Il sortit de sa poche un bout de papier froissé. Le regarda un moment sans y noter quoi que ce soit. Le rangea.

– Je vais pas vous embêter plus longtemps. Je vois bien que vous avez du travail et que ma présence vous dérange – philosophiquement parlant, bien sûr. Il y a juste un dernier petit détail que j’aimerais éclaircir avant de repartir.

– Quoi donc ? 

– Bah, vous voyez, le Protocole Automatique, il se déclenche pas pour une expérience ratée. Il se déclenche plutôt pour la mort d’une entité de rang supérieur, ce genre de choses. Vous avez une idée de ce qui aurait pu... ?”

Il laissa sa phrase en suspens comme une fumée de cigare, ce qui indisposa Carter de la même manière. Mais le seigneur de Kadath fit un effort pour ne rien laisser paraître.

“J’avais utilisé une infime portion de mon essence dans l’œuvre, dit-il avec calme. J’imagine que c’est ce qui a provoqué le... malentendu.”

Un silence.

“Les entités de ce type, se sentit obligé d’ajouter Carter, naissent et meurent de façon non conventionnelle. C’est dans leur nature.

– Ah, dit Yownah. Non conventionnelle. Je note.”

Il ne nota rien du tout.

“Merci, M'sieur Carter. Vous m'avez été très utile.”

Carter le regardait avec ces yeux gris-bleu d'une lucidité légèrement inconfortable – les mêmes yeux que ce qui gisait en bas sur les pavés, se dit Yownah.

“Je vous en prie, Lieutenant. Partez l’esprit tranquille. Vous voyez bien qu’il n'y a pas eu crime, puisque je suis en vie.

– Peut-être bien, dit Yownah.

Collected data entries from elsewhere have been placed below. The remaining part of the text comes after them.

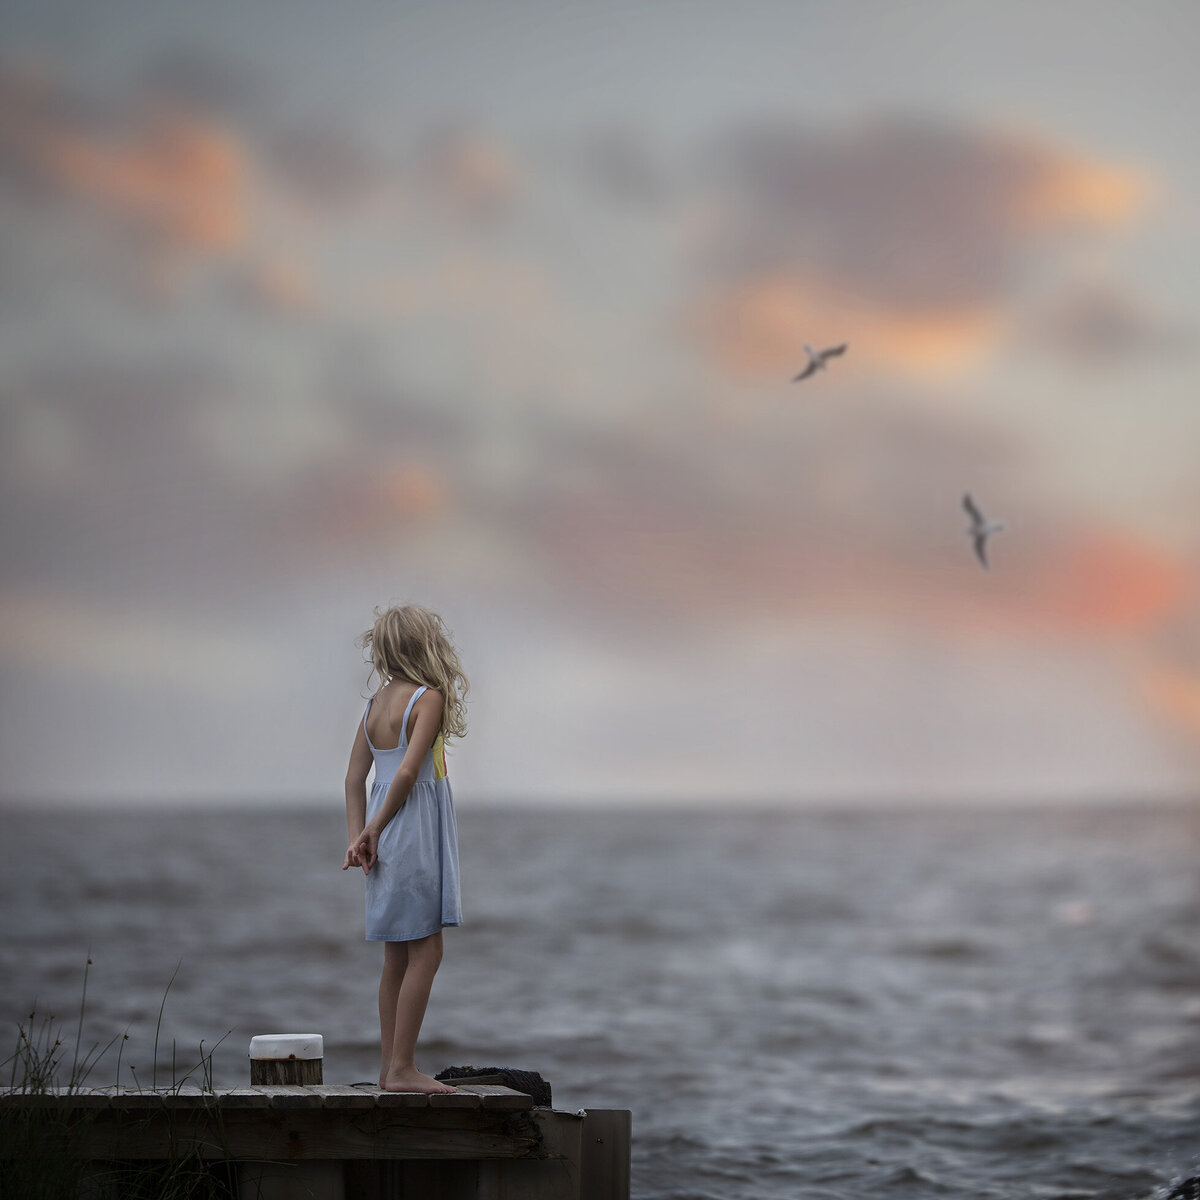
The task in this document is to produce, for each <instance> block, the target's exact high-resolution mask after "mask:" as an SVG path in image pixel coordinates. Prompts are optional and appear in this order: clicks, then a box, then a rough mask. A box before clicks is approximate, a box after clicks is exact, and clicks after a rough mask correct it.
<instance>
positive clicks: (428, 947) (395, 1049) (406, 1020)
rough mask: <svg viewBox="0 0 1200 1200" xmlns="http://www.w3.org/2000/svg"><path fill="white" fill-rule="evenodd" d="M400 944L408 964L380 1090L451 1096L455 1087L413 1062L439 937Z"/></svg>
mask: <svg viewBox="0 0 1200 1200" xmlns="http://www.w3.org/2000/svg"><path fill="white" fill-rule="evenodd" d="M389 944H392V943H389ZM400 944H402V946H404V947H406V948H407V953H408V962H407V965H406V967H404V972H403V976H402V978H401V982H400V988H398V990H397V992H396V1008H395V1013H394V1020H392V1038H391V1060H390V1062H389V1063H388V1064H386V1066H385V1069H384V1079H383V1080H382V1082H380V1085H379V1086H380V1087H383V1088H385V1090H386V1091H389V1092H452V1091H455V1088H454V1087H450V1086H448V1085H446V1084H439V1082H438V1081H437V1080H436V1079H431V1078H430V1076H428V1075H424V1074H421V1072H419V1070H418V1069H416V1063H415V1062H414V1061H413V1060H414V1056H415V1054H416V1037H418V1034H419V1033H420V1032H421V1021H422V1020H424V1019H425V1009H426V1006H427V1004H428V1002H430V989H431V988H432V986H433V977H434V976H436V974H437V973H438V967H439V966H440V965H442V934H440V932H437V934H432V935H430V936H428V937H421V938H418V940H416V941H414V942H403V943H400ZM382 1003H383V990H382V988H380V1004H382ZM380 1026H382V1021H380Z"/></svg>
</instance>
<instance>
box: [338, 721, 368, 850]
mask: <svg viewBox="0 0 1200 1200" xmlns="http://www.w3.org/2000/svg"><path fill="white" fill-rule="evenodd" d="M372 761H373V756H372V754H371V746H368V745H367V736H366V731H365V730H364V728H362V722H361V721H359V732H358V733H355V734H354V745H353V746H350V763H349V766H348V767H347V768H346V833H347V838H348V840H349V846H348V847H347V851H346V862H343V863H342V870H343V871H344V870H346V869H347V868H350V866H361V865H362V864H361V863H360V862H359V858H358V854H355V852H354V845H355V842H356V841H358V840H359V836H360V835H361V833H362V827H364V826H365V824H366V823H367V775H370V774H371V763H372ZM364 870H366V868H364Z"/></svg>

Peut-être bien. Je vous tiendrai au courant. Oh, je dois vous prévenir : en attendant la conclusion de l’enquête, la Milice céleste surveille la cité. Personne n’entre, personne ne sort. Mais vous aviez pas l’intention de voyager, je crois ?”

Il n’attendit pas la réponse de son hôte et sortit.

*

Dehors, la nuit de Kadath était ce qu’elle était toujours – dense, aromatique, traversée par des lumières étranges aux fenêtres des tours et des ateliers, où les citoyens travaillaient à des heures que les habitants d’autres lieux eussent trouvées incongrues.

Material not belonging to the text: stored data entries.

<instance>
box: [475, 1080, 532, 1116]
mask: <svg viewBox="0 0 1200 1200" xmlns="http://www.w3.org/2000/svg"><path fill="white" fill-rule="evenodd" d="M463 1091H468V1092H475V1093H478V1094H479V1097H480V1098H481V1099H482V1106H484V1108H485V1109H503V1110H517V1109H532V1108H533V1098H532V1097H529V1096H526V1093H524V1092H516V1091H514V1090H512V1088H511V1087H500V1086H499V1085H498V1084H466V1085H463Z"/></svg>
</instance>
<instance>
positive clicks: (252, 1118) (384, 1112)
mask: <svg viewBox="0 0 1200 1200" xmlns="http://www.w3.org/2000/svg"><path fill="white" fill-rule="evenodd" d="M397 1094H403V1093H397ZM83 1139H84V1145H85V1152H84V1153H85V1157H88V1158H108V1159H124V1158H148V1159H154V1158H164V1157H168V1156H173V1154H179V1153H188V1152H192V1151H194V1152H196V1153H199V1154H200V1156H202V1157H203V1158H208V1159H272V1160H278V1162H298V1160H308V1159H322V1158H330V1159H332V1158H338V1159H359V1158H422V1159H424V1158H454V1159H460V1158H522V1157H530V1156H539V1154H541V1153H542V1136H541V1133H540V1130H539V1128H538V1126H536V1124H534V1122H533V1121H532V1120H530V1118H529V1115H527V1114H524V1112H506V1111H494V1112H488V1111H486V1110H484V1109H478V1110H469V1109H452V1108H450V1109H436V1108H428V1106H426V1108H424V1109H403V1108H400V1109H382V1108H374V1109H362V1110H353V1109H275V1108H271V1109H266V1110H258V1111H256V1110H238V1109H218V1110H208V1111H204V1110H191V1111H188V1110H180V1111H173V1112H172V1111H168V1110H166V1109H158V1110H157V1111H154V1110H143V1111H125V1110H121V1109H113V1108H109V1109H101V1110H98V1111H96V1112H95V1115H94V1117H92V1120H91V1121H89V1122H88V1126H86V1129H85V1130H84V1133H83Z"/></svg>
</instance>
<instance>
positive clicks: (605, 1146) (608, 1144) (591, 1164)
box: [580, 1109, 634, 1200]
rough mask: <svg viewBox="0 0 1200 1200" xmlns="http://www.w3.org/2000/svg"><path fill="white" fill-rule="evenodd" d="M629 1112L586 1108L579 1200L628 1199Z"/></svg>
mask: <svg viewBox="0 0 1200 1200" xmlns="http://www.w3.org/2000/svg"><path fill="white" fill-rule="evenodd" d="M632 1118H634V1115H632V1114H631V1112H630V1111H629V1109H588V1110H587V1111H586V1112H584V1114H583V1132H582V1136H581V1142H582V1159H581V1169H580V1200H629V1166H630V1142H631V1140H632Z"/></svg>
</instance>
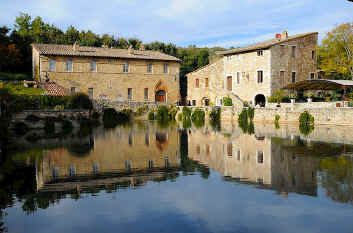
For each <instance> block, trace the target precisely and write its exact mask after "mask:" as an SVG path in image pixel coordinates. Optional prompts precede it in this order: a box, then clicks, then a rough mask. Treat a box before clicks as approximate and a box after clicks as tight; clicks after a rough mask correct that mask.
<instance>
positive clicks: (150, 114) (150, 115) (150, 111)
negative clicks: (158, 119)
mask: <svg viewBox="0 0 353 233" xmlns="http://www.w3.org/2000/svg"><path fill="white" fill-rule="evenodd" d="M154 118H155V117H154V111H150V112H149V113H148V120H150V121H153V120H154Z"/></svg>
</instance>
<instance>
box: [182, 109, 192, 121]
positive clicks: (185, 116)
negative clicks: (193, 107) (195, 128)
mask: <svg viewBox="0 0 353 233" xmlns="http://www.w3.org/2000/svg"><path fill="white" fill-rule="evenodd" d="M182 112H183V116H184V119H190V117H191V113H192V111H191V109H190V108H188V107H185V106H184V107H183V110H182Z"/></svg>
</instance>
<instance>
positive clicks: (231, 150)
mask: <svg viewBox="0 0 353 233" xmlns="http://www.w3.org/2000/svg"><path fill="white" fill-rule="evenodd" d="M227 155H228V156H229V157H232V155H233V144H232V143H228V144H227Z"/></svg>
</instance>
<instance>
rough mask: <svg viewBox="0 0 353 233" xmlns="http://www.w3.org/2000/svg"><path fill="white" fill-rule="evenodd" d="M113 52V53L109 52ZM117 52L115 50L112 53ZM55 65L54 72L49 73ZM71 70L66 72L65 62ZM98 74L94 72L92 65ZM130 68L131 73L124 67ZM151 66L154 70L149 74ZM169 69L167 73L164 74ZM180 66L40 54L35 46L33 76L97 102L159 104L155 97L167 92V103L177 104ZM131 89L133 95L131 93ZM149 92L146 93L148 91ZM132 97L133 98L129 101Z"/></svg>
mask: <svg viewBox="0 0 353 233" xmlns="http://www.w3.org/2000/svg"><path fill="white" fill-rule="evenodd" d="M107 50H110V49H107ZM111 50H114V49H111ZM50 61H55V70H50ZM67 61H71V63H72V69H71V71H67V68H66V62H67ZM92 61H93V62H94V63H95V70H94V71H91V66H90V63H91V62H92ZM126 64H128V70H124V68H123V66H124V65H126ZM148 66H151V70H148V68H147V67H148ZM165 66H167V67H168V68H167V71H165ZM179 68H180V63H179V61H178V60H177V58H175V60H158V59H149V58H148V57H147V56H146V59H142V58H138V59H137V58H133V56H132V57H131V58H115V57H114V58H109V57H108V58H106V57H99V56H98V57H97V56H96V57H87V56H64V55H47V54H44V55H43V54H40V53H39V52H38V51H37V49H36V47H35V46H33V76H34V77H35V78H38V79H40V80H42V81H44V80H49V81H51V82H55V83H56V84H58V85H60V86H62V87H64V88H66V89H67V90H69V91H71V90H72V91H75V92H84V93H87V94H88V95H90V96H91V97H93V98H94V99H110V100H113V101H133V102H156V94H157V92H159V91H162V92H164V93H165V94H164V95H165V97H164V99H163V101H161V102H164V103H168V104H170V103H176V102H177V101H179V99H180V91H179ZM129 88H131V92H130V95H129V94H128V89H129ZM146 90H147V91H146ZM129 96H130V97H129Z"/></svg>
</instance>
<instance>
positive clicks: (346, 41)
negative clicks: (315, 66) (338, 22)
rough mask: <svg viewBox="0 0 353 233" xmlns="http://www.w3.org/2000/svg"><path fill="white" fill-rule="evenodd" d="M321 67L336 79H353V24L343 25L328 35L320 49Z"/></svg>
mask: <svg viewBox="0 0 353 233" xmlns="http://www.w3.org/2000/svg"><path fill="white" fill-rule="evenodd" d="M319 67H320V69H321V70H323V71H324V72H325V73H327V74H332V73H333V74H336V75H335V76H336V78H342V79H353V23H345V24H341V25H339V26H337V27H336V28H335V29H333V30H332V31H331V32H328V33H327V34H326V37H325V38H324V39H323V41H322V45H321V46H320V48H319Z"/></svg>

Des alchimistes dont les fourneaux ne s’éteignaient jamais. Des poètes écrivant perpétuellement dans cet état particulier d’épuisement où les mots arrivent d’ailleurs. Des philosophes poursuivant des pensées dont ils auraient été bien en peine de remonter le fil, mais qui ne s’en souciaient pas car elles les menaient en des lieux toujours plus fascinants. Des musiciens qui jouaient pour une audience de chats et de goules et n’auraient pas souhaité d’autre public.

Yownah s’arrêta au pied de la tour et leva les yeux.

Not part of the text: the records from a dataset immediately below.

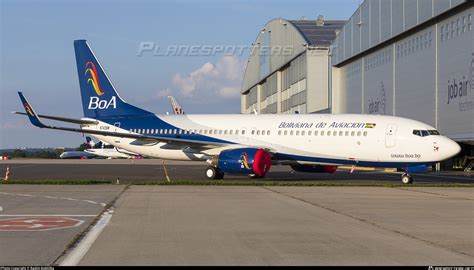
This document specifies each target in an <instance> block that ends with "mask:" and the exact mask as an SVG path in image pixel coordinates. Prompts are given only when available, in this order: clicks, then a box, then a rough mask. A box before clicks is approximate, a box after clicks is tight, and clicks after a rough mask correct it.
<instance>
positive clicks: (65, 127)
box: [18, 92, 226, 148]
mask: <svg viewBox="0 0 474 270" xmlns="http://www.w3.org/2000/svg"><path fill="white" fill-rule="evenodd" d="M18 95H19V96H20V99H21V102H22V104H23V106H24V108H25V111H26V115H28V118H29V119H30V122H31V123H32V124H33V125H34V126H36V127H39V128H47V129H56V130H64V131H71V132H78V133H86V134H92V135H102V136H111V137H119V138H129V139H137V140H142V141H149V142H150V141H156V142H165V143H169V144H173V145H180V146H183V147H186V146H189V147H199V148H213V147H219V146H223V145H226V144H225V143H217V142H208V141H199V140H188V139H181V138H168V137H161V136H147V135H143V134H137V133H128V132H127V133H125V132H113V131H103V130H95V129H87V128H70V127H56V126H49V125H45V124H43V123H42V122H41V120H40V119H39V117H38V115H37V114H36V112H35V111H34V110H33V108H32V107H31V105H30V104H29V103H28V101H27V100H26V98H25V97H24V96H23V93H21V92H18ZM55 118H56V119H55V120H59V119H58V118H59V117H55ZM59 121H61V120H59ZM66 122H70V121H66Z"/></svg>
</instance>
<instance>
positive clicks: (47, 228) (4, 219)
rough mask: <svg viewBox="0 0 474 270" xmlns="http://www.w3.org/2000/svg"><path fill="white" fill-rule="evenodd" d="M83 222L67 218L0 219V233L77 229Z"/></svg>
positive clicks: (74, 219) (82, 220) (64, 217)
mask: <svg viewBox="0 0 474 270" xmlns="http://www.w3.org/2000/svg"><path fill="white" fill-rule="evenodd" d="M83 223H84V221H83V220H79V219H73V218H69V217H36V218H29V217H17V218H9V219H0V231H4V232H5V231H6V232H23V231H27V232H43V231H51V230H58V229H67V228H74V227H79V226H80V225H82V224H83Z"/></svg>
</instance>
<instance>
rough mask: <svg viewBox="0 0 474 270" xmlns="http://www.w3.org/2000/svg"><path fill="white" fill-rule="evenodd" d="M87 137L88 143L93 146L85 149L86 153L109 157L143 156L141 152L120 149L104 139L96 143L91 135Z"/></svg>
mask: <svg viewBox="0 0 474 270" xmlns="http://www.w3.org/2000/svg"><path fill="white" fill-rule="evenodd" d="M87 138H88V139H87V143H89V145H90V146H91V148H88V149H84V152H86V153H90V154H94V155H97V156H101V157H107V158H141V155H139V154H136V153H133V152H130V151H127V150H124V149H120V148H118V147H116V146H114V145H112V144H108V143H104V142H102V141H99V142H98V143H95V142H94V141H93V140H92V139H90V138H89V137H87Z"/></svg>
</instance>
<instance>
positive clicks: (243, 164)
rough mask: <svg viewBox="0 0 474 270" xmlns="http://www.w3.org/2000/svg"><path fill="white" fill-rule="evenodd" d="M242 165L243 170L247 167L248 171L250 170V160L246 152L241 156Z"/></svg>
mask: <svg viewBox="0 0 474 270" xmlns="http://www.w3.org/2000/svg"><path fill="white" fill-rule="evenodd" d="M240 164H241V167H242V169H243V168H244V167H245V168H246V169H247V170H250V166H249V158H248V156H247V153H245V152H244V153H242V154H241V155H240Z"/></svg>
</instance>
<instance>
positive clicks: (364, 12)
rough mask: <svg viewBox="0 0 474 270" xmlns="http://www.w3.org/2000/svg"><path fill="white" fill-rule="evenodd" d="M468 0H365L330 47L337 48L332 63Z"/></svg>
mask: <svg viewBox="0 0 474 270" xmlns="http://www.w3.org/2000/svg"><path fill="white" fill-rule="evenodd" d="M467 1H469V0H365V1H364V2H363V3H362V5H361V6H360V7H359V8H358V9H357V10H356V11H355V12H354V14H353V15H352V17H351V19H350V20H349V22H348V23H347V24H346V25H345V26H344V28H343V29H342V31H341V32H340V33H339V35H338V36H337V38H336V40H335V42H334V43H333V45H332V46H331V50H332V51H333V52H336V53H335V54H333V57H332V59H331V60H332V65H338V64H340V63H341V62H343V61H345V60H347V59H349V58H351V57H353V56H355V55H357V54H359V53H361V52H363V51H365V50H367V49H369V48H371V47H373V46H376V45H377V44H379V43H381V42H383V41H385V40H387V39H389V38H391V37H394V36H397V35H399V34H400V33H402V32H404V31H407V30H408V29H411V28H413V27H415V26H416V25H418V24H421V23H423V22H426V21H427V20H429V19H431V18H432V17H434V16H437V15H439V14H441V13H443V12H445V11H447V10H449V9H452V8H454V7H456V6H457V5H460V4H462V3H464V2H467ZM348 43H350V44H351V45H349V44H348ZM340 48H346V49H345V50H341V49H340ZM349 48H351V49H350V50H349Z"/></svg>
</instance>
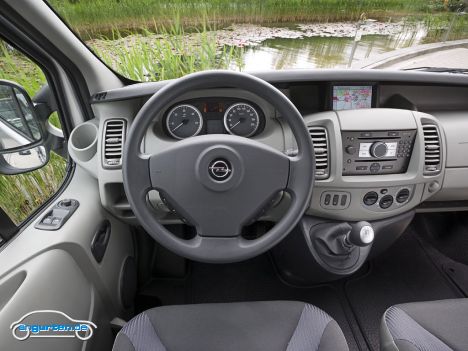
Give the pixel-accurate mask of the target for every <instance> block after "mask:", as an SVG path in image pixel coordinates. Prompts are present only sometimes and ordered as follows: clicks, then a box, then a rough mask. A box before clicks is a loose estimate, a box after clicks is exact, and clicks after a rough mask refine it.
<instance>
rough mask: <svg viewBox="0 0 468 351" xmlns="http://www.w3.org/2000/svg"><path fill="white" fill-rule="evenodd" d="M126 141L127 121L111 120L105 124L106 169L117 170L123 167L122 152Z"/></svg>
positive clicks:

Les fenêtres des appartements seigneuriaux étaient allumées. Une silhouette se découpait dans l’une d’elles – immobile, regardant vers le bas.

Il la considéra un moment. 

Il avait besoin de parler à quelqu’un qui avait connu Carter. Quelqu’un qui saurait faire la différence entre un homme et sa biographie. Restait à le trouver parmi les habitants de la cité – ce qui s’apparenterait, Yownah le pressentait, à rechercher la proverbiale aiguille dans la non moins proverbiale botte de foin.

Mais il savait où commencer à chercher.